St John Ambulance: The art of action and the science of scaring
140,000 Britons die every year due to a lack of First Aid - the same number that die from cancer. This statistical similarity led St John Ambulance, the First Aid charity, to reposition from a traditional, donation-based campaign to one that would inspire the uptake of life-saving First Aid skills. A TV ad tells the story of a man's long battle with - and recovery from - cancer. But the story ends tragically when the cancer survivor dies from choking, watched helplessly by his loved ones. This powerful utilisation of shock tactics led to 163% increase in downloads of educational tools, 1,565% increase in downloads of the mobile app, and succeeded in making First Aid a headline issue.
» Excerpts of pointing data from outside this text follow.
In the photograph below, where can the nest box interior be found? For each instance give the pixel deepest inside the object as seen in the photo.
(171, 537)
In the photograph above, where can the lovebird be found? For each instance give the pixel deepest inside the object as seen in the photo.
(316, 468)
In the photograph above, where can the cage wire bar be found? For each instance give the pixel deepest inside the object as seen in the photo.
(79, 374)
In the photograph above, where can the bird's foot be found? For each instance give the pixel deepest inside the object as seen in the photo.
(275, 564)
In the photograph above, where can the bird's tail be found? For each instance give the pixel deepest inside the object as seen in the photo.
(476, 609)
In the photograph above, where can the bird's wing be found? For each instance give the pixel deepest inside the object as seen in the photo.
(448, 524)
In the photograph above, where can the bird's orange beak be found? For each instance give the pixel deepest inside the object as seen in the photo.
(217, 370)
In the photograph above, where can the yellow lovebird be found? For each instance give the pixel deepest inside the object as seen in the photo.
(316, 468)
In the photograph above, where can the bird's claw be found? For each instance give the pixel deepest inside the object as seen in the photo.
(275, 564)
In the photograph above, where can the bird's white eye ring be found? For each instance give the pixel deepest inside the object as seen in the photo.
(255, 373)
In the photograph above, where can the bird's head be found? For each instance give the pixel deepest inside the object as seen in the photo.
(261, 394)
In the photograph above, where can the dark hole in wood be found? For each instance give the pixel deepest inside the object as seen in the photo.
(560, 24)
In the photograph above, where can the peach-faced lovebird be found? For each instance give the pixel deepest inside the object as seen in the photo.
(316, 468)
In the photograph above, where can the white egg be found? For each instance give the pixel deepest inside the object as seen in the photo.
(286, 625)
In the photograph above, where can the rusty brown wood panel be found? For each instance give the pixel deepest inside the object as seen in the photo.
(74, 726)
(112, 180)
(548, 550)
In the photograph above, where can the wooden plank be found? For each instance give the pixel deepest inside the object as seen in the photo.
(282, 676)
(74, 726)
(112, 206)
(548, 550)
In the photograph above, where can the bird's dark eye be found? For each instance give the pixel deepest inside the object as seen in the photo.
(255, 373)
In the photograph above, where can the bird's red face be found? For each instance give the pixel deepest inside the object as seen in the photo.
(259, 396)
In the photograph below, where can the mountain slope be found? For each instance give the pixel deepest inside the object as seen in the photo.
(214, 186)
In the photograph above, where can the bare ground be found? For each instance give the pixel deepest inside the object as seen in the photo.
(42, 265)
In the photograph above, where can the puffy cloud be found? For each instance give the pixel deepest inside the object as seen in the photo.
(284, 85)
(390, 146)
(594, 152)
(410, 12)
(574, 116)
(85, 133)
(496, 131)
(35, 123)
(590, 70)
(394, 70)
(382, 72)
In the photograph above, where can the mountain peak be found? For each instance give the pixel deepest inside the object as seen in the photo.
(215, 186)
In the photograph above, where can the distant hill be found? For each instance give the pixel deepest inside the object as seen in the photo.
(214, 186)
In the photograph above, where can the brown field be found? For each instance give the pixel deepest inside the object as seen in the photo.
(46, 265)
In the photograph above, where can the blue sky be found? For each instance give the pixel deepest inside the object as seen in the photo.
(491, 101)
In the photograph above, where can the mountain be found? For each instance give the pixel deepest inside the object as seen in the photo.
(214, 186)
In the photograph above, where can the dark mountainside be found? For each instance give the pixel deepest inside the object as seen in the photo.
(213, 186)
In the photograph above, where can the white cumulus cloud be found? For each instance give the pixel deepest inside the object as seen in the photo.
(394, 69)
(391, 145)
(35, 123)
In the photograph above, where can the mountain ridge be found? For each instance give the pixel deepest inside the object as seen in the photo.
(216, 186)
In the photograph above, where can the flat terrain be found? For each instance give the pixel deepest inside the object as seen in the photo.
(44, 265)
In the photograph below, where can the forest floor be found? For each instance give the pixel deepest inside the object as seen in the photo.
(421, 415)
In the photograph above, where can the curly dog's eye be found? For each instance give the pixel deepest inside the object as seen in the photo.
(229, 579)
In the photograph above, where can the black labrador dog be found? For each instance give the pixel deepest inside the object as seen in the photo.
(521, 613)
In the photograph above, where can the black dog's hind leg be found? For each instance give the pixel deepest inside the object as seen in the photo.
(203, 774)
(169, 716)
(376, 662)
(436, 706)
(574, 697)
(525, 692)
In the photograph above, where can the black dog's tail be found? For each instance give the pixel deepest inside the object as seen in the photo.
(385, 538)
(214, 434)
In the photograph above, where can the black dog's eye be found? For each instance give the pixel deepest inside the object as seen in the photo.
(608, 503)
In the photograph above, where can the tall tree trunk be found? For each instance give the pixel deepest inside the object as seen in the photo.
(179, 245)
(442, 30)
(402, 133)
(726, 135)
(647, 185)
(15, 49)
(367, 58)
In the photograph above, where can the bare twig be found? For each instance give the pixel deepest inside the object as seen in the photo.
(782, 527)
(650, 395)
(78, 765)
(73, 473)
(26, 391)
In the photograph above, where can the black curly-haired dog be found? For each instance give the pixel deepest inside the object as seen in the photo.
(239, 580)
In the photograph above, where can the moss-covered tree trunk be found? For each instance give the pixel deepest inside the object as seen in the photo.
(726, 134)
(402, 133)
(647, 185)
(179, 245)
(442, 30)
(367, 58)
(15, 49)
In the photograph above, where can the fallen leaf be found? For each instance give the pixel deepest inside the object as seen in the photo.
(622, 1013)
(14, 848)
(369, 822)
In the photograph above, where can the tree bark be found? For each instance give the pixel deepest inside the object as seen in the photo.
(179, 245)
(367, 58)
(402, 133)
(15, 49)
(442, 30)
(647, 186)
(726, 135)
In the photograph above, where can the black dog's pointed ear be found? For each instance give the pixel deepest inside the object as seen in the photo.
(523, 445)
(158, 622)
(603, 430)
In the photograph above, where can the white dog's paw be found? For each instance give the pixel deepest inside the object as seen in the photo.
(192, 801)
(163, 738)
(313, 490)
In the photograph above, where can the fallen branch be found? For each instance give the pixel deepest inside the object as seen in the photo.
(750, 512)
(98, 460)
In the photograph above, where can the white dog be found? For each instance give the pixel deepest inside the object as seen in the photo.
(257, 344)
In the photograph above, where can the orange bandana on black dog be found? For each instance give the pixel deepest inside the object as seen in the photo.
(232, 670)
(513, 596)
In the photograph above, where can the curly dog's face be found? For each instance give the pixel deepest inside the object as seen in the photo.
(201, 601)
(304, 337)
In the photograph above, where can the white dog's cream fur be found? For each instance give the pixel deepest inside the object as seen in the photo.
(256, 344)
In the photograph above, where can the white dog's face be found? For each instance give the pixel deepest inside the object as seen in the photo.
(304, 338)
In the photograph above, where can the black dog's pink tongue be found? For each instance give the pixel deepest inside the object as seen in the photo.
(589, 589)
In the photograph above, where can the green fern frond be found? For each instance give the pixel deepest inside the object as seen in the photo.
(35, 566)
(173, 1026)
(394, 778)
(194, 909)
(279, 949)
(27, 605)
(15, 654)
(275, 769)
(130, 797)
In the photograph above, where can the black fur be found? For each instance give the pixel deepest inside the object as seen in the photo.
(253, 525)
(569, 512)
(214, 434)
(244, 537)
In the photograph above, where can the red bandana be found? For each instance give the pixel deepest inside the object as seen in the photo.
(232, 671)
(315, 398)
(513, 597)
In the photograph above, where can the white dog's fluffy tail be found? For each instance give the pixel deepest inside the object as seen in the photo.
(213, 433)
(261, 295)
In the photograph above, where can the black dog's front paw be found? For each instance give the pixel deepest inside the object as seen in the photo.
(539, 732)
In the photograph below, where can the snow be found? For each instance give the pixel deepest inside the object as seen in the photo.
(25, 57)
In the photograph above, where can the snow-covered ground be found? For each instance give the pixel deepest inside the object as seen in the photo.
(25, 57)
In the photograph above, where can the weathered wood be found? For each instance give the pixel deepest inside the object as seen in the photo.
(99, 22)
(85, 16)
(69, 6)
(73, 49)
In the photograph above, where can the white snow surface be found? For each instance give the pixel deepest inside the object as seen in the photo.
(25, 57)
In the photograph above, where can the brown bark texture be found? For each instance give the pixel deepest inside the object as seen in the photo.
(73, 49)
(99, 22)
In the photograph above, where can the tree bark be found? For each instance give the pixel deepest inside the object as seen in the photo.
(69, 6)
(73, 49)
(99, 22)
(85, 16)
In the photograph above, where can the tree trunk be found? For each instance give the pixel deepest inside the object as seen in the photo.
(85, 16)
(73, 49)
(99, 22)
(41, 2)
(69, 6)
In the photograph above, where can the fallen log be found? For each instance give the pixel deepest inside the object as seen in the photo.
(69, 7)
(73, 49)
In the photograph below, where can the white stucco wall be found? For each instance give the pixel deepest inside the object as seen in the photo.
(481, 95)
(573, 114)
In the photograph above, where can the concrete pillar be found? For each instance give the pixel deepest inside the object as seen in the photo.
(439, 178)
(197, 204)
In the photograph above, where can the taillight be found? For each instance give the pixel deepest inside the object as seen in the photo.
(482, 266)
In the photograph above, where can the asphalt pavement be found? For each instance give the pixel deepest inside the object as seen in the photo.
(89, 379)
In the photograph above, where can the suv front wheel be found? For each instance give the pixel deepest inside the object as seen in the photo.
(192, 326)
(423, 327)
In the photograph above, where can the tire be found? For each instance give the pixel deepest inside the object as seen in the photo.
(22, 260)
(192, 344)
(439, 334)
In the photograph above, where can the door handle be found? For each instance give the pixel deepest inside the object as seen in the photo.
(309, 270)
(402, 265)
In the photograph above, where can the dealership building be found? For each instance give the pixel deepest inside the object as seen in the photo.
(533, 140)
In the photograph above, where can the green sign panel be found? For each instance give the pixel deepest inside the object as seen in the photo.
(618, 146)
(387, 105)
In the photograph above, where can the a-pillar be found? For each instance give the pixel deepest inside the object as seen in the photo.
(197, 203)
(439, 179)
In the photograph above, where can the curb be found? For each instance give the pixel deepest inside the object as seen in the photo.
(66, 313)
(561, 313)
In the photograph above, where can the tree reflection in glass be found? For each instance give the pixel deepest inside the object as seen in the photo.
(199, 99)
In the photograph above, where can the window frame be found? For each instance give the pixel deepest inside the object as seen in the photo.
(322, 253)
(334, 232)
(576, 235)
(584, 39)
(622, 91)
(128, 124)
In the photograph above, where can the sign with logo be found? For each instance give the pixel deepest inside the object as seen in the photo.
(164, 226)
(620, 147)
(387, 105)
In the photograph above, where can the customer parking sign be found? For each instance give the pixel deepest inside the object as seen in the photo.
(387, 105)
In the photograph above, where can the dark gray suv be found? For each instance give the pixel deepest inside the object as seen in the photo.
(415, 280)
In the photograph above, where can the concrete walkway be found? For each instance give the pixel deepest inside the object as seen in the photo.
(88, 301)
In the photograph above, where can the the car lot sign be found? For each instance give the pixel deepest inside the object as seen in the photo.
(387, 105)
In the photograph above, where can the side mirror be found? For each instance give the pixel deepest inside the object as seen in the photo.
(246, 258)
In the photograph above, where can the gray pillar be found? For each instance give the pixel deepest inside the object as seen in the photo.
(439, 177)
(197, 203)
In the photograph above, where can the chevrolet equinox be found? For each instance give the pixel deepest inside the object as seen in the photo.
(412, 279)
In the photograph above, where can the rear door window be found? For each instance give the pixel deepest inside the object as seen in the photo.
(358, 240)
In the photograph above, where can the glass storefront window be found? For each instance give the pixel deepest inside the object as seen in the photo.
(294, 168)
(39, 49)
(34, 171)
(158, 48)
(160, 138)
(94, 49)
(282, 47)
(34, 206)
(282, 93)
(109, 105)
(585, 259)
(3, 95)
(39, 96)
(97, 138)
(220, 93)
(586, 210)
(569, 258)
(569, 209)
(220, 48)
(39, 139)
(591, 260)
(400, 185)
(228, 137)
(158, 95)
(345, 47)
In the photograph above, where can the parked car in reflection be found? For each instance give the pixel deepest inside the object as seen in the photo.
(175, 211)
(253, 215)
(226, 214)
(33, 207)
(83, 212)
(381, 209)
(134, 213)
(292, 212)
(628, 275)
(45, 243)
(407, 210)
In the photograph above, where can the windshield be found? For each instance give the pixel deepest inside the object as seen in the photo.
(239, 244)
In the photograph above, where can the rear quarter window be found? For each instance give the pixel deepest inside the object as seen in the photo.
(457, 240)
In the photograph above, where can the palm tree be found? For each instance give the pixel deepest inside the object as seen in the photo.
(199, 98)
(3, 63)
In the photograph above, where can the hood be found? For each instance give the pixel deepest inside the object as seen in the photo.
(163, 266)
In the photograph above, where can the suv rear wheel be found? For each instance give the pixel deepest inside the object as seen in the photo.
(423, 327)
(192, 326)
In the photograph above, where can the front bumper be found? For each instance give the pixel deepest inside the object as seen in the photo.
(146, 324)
Fire Safety: Creating a new behavioural association
The Department for Communities and Local Government, aimed to reduce the number of deaths in domestic fires across England. A good illustration of behavioural economics at work, the campaign built a strong behavioural link between something people already do (changing their clocks) and the desired action (testing their smoke alarms). Associating (or owning) the twice yearly "clock change" dates with testing one's fire alarm, acts as a reminder for potentially life-saving behaviour that doesn't rely entirely on marketing expenditure.
Hellmann's recipe receipt
Hellmann's, the mayonnaise brand demonstrates how a brand can build usage frequency by providing inspiration for recipes. Partnerships with retailers in Brazil enabled the brand to provide shoppers with recipe suggestions which were supplied via a new advertising medium: the humble till receipt. In-store marketing was key to this campaign.
Wrigley's Extra: Flavours of Life – the favourite story of a generation
Wrigley's, the chewing gum brand, connected with Chinese youth by repositioning Wrigley's gum from a rational/functional product, to an emotive one. Storytelling formed the basis of this campaign, telling an epic love story that was voted the favourite campaign of a generation and viewed half a billion times online, raising consumption of Wrigley's Extra by 44%.
Air New Zealand: The Kiwi Sceptics – planning for the era of branded content
"We won't be able to just buy an audience; we will need to capture their attention through earned media". Air New Zealand, the airline, created an online reality TV series called The Kiwi Sceptics, which documented the journey of Air New Zealand's attempts to convert four Australians into New Zealand advocates. A risky strategy, but a successful one too.
Band-Aid: Brand Magic Vision augmented reality app
Band-Aid, the plaster brand, is a healthcare product, right? This case study is interesting because it explains how a shift in thinking helped the brand achieve category cross-over by finding relevance in the entertainment category.